Vous dites que vous ne voyez plus aussi régulièrement votre ami Mr Holmes, mais est-ce qu’il vous arrive de lui rendre visite? En parlant de votre ami, est-ce que si je lui envoie une lettre dans un certain temps, il me répondra?

Je voudrais vous demander une chose, voilà: on ne connaît que peu de choses à votre sujet, mis à part que vous avez vécu un temps en Australie et que vous avez un frère. Est-ce que cela vous dérangerait de me parler un peu plus de vous?

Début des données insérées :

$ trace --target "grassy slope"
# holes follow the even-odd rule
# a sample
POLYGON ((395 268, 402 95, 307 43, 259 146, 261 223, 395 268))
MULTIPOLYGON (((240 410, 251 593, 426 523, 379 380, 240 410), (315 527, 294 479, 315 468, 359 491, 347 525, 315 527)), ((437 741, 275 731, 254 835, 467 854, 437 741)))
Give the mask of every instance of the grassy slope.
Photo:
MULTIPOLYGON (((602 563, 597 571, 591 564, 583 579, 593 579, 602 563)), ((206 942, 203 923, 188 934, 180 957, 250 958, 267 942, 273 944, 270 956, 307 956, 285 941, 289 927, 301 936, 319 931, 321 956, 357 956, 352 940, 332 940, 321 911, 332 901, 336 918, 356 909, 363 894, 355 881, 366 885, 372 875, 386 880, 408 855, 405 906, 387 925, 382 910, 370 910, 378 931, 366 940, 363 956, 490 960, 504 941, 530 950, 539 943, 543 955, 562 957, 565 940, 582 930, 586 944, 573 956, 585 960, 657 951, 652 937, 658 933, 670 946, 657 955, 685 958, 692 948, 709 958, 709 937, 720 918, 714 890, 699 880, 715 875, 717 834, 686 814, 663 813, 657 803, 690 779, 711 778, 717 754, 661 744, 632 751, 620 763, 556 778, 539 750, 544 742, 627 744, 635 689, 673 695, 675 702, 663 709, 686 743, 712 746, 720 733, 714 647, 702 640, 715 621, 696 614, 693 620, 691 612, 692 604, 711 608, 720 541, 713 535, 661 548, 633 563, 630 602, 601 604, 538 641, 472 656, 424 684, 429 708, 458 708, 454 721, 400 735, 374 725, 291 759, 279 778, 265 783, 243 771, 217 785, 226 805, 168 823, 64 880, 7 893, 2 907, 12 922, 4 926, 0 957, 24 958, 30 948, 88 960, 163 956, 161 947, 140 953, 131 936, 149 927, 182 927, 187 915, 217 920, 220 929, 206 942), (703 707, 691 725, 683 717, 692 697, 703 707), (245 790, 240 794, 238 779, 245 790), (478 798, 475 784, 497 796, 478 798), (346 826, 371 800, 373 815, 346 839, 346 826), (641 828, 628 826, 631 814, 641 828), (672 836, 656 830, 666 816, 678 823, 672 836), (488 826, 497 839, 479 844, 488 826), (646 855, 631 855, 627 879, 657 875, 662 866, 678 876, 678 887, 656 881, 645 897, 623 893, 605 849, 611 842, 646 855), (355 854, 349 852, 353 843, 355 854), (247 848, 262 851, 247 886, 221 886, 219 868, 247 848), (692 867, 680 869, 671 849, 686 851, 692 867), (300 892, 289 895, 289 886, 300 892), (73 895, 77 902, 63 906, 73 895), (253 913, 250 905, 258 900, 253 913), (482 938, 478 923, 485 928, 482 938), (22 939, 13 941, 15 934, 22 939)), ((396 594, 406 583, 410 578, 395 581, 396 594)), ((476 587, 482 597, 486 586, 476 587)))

Pour la Nounou de Holmes, l’idée m'est venue tout d’un coup, je n’y avais jamais pensé comme ça avant de me poser la question.

Sincerely,

Aurélie, 17 ans


Chère Aurélie,
 
Il doit bien y avoir deux ans que j'ai reçu votre missive sans pouvoir y donner de suite! Je vous demande pardon. Mon épouse a longtemps voulu visiter la Suisse et les profits de ma pratique nous ont permis de nous déraciner pour plusieurs mois -un peu plus d'un an, en fait. À mon retour, par contre, ce fut le déluge de mises au point! J'ai dû récupérer mes dossiers chez le docteur Jackson (qui s'était occupé de mes patients durant mon absence) et les passer en revue afin de pouvoir reprendre mes patients en main. Et c'est sans compter toutes les affaires personnelles qu'il nous a fallu dépoussiérer!
 
Mais me voici enfin. Et pour répondre à votre question, oui, il m'arrive d'aller visiter Holmes dans le Sussex. Pas aussi fréquemment que j'aimerais pouvoir le faire, par contre. Et l'homme se tient diablement occupé, ce qui fait qu'il est bien rare que j'aie l'inestimable bonheur de le recevoir en ma demeure.
 
Vous exprimez le désir d'en savoir davantage à mon sujet. Eh bien! Quoique je ne sois pas du tout un personnage aussi fascinant que peut l'être monsieur Sherlock Holmes, la somme bien ronde de mes années rend de plus en plus difficile un résumé concis de ma vie pourtant très simple. De mes premières véritables expériences adultes en Afghanistan jusqu'à mes années tranquilles de médecin citadin -en passant par mes nombreuses aventures aux côtés de Holmes- je ne saurais par où commencer. Que voudriez-vous savoir à mon sujet?